Historic Travelers through Lolo Pass

While journeying to their Pacific destination, a Shoshone guide led Lewis and Clark’s Corps of Discovery across the Bitterroot Mountains through what would later be named Lolo Pass. Soon after they left the pass behind, they learned that Native peoples used it to gain access to bison hunting territory.

After leaving their camp at Traveler’s Rest, the Corps of Discovery, led by captains Meriwether Lewis and William Clark encountered one of the most grueling stretches of their expedition. The Shoshones advised them against descending the Snake River to the Pacific Ocean, and so their alternate route necessitated going through a mountain pass farther north. Later named “Lolo Pass,” the mountain gap the Corps crossed aided their overall westward progress but inaugurated one of the most difficult parts of their journey. Over the course of eleven days, they experienced treacherous slopes and contours of the Bitteroot Mountains. Their Shoshone guide nicknamed “Old Toby” told them their travel through the mountains would take six days. This miscalculation was, oddly enough, due in part to his guiding the party down “a wrong road,” taking them “out of [their] rout 3 miles” before falling back into “the right road.” Nevertheless, the party crossed over Lolo Pass, the currently-demarcated border between Idaho and Montana on the Continental Divide. They passed several hot springs on their way through, stopping briefly to test (and even taste) the water, and discovered that it was “hot & not bad tasted.” After Lewis’s cohort caught up with Clark’s, they set up camp near Pack Creek, specifically on the lower end of Packer Meadows in Idaho County, Idaho.

Having successfully traversed the mountains (albeit with much difficulty), the party stepped off the Lolo Trail to enjoy the hospitality, food, and shelter of the Nez Perce tribe, located at Weippe Prairie. After encamping together, the Nez Perce informed the party of travelers that the trail the party took was an older trail the Nez Perce had been using to go east to hunt for deer and bison, as well as to procure horses and rendezvous with other tribes (sometimes with the unfortunate result of combating their enemies, losing tribespeople and horses in the process).

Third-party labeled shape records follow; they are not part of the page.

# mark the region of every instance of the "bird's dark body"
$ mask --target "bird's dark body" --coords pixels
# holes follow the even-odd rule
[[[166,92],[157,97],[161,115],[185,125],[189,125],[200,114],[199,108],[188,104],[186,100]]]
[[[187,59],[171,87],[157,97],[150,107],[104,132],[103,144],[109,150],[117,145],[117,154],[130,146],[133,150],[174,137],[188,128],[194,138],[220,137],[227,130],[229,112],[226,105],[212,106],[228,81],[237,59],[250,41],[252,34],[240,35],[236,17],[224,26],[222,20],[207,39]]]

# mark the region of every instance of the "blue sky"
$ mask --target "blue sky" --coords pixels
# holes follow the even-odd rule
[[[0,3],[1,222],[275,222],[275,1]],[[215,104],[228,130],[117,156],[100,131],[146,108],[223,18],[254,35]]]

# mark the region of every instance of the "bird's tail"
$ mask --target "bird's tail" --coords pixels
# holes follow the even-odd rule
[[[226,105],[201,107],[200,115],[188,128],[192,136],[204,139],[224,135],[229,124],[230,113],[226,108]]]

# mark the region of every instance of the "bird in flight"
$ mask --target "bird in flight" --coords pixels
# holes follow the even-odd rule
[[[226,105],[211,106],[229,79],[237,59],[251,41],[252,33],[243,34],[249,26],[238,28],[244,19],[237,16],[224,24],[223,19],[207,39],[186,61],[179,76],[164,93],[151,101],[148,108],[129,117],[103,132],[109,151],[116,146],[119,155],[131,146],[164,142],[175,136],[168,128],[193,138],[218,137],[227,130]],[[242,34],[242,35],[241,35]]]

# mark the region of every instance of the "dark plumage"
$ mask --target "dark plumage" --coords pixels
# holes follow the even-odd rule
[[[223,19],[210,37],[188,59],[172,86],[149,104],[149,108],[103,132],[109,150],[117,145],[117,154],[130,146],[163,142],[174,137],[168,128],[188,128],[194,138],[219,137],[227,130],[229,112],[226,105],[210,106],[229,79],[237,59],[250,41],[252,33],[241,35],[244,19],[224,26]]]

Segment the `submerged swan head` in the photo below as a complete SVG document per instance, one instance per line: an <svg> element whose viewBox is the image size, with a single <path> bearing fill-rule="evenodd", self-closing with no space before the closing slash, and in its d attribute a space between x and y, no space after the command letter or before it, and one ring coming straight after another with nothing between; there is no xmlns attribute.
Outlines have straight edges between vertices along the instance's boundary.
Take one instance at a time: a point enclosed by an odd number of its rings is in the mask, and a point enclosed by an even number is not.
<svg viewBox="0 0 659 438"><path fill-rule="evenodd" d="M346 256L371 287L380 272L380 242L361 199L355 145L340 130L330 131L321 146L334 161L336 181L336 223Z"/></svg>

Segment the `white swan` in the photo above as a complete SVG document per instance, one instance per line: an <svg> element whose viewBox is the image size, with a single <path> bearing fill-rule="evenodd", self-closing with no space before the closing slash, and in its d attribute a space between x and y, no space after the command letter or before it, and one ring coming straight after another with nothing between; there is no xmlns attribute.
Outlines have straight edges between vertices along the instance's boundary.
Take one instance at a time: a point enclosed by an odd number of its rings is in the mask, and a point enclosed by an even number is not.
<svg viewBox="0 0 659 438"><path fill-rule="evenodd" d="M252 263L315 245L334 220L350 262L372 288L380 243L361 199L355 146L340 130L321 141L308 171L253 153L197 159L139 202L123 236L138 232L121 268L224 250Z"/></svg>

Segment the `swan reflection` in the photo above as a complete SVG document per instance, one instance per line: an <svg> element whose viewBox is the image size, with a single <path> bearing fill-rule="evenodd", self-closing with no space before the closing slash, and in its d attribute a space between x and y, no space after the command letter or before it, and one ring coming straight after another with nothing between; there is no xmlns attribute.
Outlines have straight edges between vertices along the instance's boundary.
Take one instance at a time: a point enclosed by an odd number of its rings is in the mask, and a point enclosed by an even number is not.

Interestingly, the expedition members noticed signs of the trail and pass being used on the first day they set out to cross the Bitterroots, as they “passed a tree on which was a nomber of Shapes drawn on it with paint by the natives,” among other signs that they supposed to be “a place of worship among them [the Indians].” They also saw “pine trees pealed as far up as a man could reach,” assuming that the natives had done so to mix the inside bark of the trees with dried fruit to eat. They also posited that at the hot springs “one of the Indians had made a whole to bathe [in].” Before leaving the Nez Perce to sail on the Columbia River, the party learned that the Nez Perce “make great use of Swetting,” referring to the tribe’s use of “hot and cold baethes,” which were used to treat skin diseases on account of the supposed healing properties of hot springs’ water. On the return trip home, some expedition members and natives “amused themselves” by fully utilizing the springs near Lolo Pass, a welcome warmth and delight after “bid[ding] adieu to the snow” and remembering the hardships they had previously experienced in crossing the Rocky Mountains.